Спустя еще три недели его вызвали на допрос. В знаках различия другой стороны он не разбирался. Но если судить по звездам на погонах, звание у допрашивающего было довольно высокое. Кроме этого офицера и переводчицы при допросе присутствовала еще одна особа женского пола в форме. С блокнотом и заточенными карандашами. Не слишком ли много чести для простого ефрейтора? После нескольких вопросов он понял, что допрашивать будут про один-единственный день его жизни. Допрашивающий подошел к делу без околичностей. И с оттенком насмешки. Переводчица тотчас почувствовала эту иронию в голосе начальства. «Утром второго июня вы ушли из расположения вашей части. Вместе с еще одним господином. Вы надеялись совместно припасть к мясным горшкам Латвии либо достичь спасительных берегов Швеции. Попавший к вам в руки младший лейтенант авиации должен был играть специально предназначенную для него роль заложника. Как нам кажется, вы были против этой специальной роли. Почему вы были против? По какой причине? Расскажите нам. Во всех подробностях. С самого начала…» При таком сугубом дружелюбии, подумал пленный, надо держать ухо востро.
Ни на одно слово больше, чем надо. Ни на одно – меньше. И он начал добросовестно рассказывать. С самого начала. Правдиво и точно. Как все было на самом деле. Он избегал упоминать имя Любы. Все время говорил: младший лейтенант авиации. Признался в «естественной симпатии, носившей чисто товарищеский характер». Твердо продолжал держаться за определение мужского рода: «младший лейтенант авиации». Протоколистка при таком упоминании всякий раз сердито ставила у себя в блокноте «х». Лишь один раз офицер не удержался от вопроса, неужели он, Хельригель, в свои двадцать лет совсем не заметил, что лейтенант авиации – это особа женского пола и вдобавок того же возраста. «Не совсем», – честно ответил Хельригель на этот щекотливый вопрос. Но младший лейтенант категорически отвергал какие бы то ни было проявления чувств. Высокий офицер воспринял эти слова с видом явного облегчения. У протоколистки обломился кончик карандаша. А после обнаружения в яме двух мертвецов младший лейтенант оставил его одного возле избушки. Было еще совсем светло. Ему возвращение в часть грозило трибуналом. Кстати, младший лейтенант тоже был встревожен. Этих слов оказалось достаточно. Допрос ефрейтора Хельригеля на этом был окончен.
Офицер встал, словно желая вынести приговор. Но он всего лишь задал вопрос, вопрос с его точки зрения вполне логичный, единственно логичный в этой ситуации: «Ефрейтор Хельригель, Бенно Хельригель, готовы ли вы как немец сражаться на нашей стороне?»

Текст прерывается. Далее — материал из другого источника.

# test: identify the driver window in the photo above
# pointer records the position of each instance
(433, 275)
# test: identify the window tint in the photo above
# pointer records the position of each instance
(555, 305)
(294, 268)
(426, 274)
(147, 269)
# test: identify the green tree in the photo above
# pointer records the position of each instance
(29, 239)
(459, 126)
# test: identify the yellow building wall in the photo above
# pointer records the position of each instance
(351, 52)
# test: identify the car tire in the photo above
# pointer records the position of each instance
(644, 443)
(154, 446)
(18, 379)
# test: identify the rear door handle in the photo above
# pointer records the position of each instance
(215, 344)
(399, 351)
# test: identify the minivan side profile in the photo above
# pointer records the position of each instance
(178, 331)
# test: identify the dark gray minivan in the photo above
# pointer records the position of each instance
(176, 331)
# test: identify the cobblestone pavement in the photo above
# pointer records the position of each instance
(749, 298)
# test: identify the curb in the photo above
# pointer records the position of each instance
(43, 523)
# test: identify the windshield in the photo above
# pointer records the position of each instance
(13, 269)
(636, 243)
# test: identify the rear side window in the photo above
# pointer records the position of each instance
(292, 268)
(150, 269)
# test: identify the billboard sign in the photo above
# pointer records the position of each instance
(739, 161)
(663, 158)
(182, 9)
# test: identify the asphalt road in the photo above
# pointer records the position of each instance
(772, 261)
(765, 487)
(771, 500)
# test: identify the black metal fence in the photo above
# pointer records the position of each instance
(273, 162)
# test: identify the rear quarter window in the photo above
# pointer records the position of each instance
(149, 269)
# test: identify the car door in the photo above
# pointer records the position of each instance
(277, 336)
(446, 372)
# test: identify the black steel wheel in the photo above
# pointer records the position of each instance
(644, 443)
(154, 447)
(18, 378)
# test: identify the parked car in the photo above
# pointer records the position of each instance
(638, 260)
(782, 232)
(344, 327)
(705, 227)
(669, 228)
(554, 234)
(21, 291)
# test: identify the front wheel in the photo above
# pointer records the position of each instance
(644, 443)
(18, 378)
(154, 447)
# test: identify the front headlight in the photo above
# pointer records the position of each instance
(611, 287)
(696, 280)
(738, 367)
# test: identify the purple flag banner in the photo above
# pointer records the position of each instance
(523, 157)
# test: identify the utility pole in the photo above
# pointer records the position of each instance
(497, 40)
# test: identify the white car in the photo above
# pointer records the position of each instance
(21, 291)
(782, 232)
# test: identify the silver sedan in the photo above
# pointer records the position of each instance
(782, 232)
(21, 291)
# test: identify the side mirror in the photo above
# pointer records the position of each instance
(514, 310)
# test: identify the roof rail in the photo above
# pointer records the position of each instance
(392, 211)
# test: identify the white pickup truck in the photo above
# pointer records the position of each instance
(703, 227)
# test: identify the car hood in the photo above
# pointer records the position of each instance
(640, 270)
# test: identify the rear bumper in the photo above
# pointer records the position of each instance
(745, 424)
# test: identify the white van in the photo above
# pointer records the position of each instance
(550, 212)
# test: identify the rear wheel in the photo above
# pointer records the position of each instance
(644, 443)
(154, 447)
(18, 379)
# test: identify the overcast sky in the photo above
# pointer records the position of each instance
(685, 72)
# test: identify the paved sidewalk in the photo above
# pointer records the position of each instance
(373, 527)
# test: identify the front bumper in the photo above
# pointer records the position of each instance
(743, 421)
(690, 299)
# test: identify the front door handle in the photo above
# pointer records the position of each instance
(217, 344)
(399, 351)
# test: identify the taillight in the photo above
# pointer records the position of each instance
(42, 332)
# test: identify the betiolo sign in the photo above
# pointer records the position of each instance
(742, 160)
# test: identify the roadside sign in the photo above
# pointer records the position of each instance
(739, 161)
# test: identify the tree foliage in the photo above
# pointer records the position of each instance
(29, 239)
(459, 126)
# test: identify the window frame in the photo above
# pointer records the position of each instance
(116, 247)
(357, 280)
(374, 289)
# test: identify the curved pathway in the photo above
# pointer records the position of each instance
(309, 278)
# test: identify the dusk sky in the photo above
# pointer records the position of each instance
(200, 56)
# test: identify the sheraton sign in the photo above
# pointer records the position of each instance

И Хельригель сам вынес себе приговор. Бенно Хельригель, названный по имени, ответил в смятении, но искренне: «Я никогда больше не возьму в руки оружие».
Допрашивающий принял это заявление. Даже благосклонно, можно сказать, В отличие от протоколистки, которую вообще никто не спрашивал. На школьном немецком она возмущенно швырнула ему в лицо свой приговор: «Ну и умрите тогда от правды, которую вы скрывали!..»
– «Анна Ивановна!» – так пришлось одергивать возмущенную женщину.
Хельригеля отправили в лагерь неподалеку от Смоленска. В команду для дорожных работ.
А почему у покойника в яме был на груди его немецкий медальон? Его ли? Может, чужой? Сохранил ли он свой собственный? Или кто-нибудь уже после смерти навесил на него чужой?